Светлый фон

Брюсов вместе с Адалис вел занятия по вольной композиции и читал лекции по русской литературе, однако их содержание оказалось гораздо шире. Он «учел особенности нашей, в большинстве не очень грамотной, аудитории и умел находить такую форму лекций и бесед, что они незаметно, исподволь делали из нас культурных людей. Сжатость, конкретность, умение отобрать необходимую предельную дозу излагаемого материала были характерными чертами его сообщений. Он понимал все трудности для многих из нас занятий по специальным дисциплинам, когда элементарные приемы не были еще полностью освоены. […] Общеизвестно, что простота и ясность при популяризации предмета являются следствием глубокого его знания. Этим качеством Брюсов владел в совершенстве. […] Брюсов был деликатен, он не обрывал, не высмеивал, шутки его были добродушны и не обидны»{5}. Ученикам просто повезло, а для учителя это была тренировка перед главной работой.

Шестнадцатого ноября 1921 года ВЛХИ был официально открыт. Вступительное слово произнес Луначарский: «Несомненно, что литературное творчество может быть поставлено как предмет преподавания. Этот опыт и взял на себя Наркомпрос, создавая Высший литературно-художественный институт. Опыт крайне тяжелый, ибо это первый опыт во всем мире»{6}. Затем выступил Брюсов, назначенный ректором: «Гениев — писателей и поэтов из вас здесь, может быть, и не сделают, но литературно образованными людьми, культурными работниками вы будете»{7}.

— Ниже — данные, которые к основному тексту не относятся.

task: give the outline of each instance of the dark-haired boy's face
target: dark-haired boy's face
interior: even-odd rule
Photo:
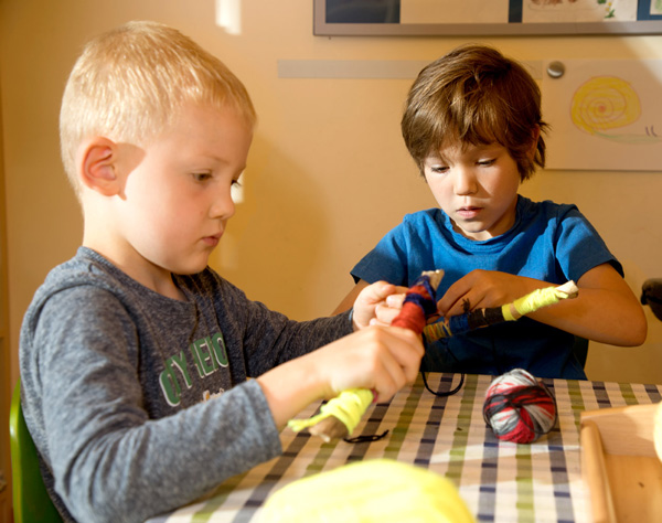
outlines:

В особняке на Поварской «многое еще продолжало напоминать о временах Тургенева и даже Пушкина: и штофные обои, и потемневшие картины, и изящная ампирная мебель, и зеркала в золоченых рамах. Но в тихий уютный особняк ворвалась новая жизнь. Пестрая, говорливая толпа студентов наполнила барские хоромы. Здесь были представители различных социальных прослоек, люди разных возрастов и эстетических склонностей». «Тут и вылинявшая красноармейская гимнастерка, и соседствующий с ней серый мундирчик недавнего гимназиста, и затасканная куртка рабочего, и матросский бушлат, и пиджаки, и телогрейки. Тут же, вперемежку, лихо надвинутая буденновка или красная косынка, или глубокая — не по голове — огромная кепка»{8}. Одним словом, ничего буржуазного. Одна из студенток, приехавшая в Москву осенью 1923 года, вспоминала о своей попытке поступить в МГУ: «Девушки непролетарского происхождения повязывали голову красной косынкой, надевали старенькое платье, тапочки на босу ногу и шли держать экзамен в вуз. Я же приехала с юга, где мы не знали никакой мимикрии, где люди всегда стремились хорошо одеваться. И я вырядилась во все лучшее, что у меня было […] и в таком виде предстала перед приемной комиссией. Ей было достаточно одного взгляда, чтобы определить: „Такие, как вы, нам не нужны!“ Я совершенно растерялась, впервые в жизни столкнувшись с таким наивным и поверхностным „классовым подходом“»{9}. Во ВЛХИ, ректор которого всегда ходил в старорежимном черном сюртуке, ее приняли без проблем.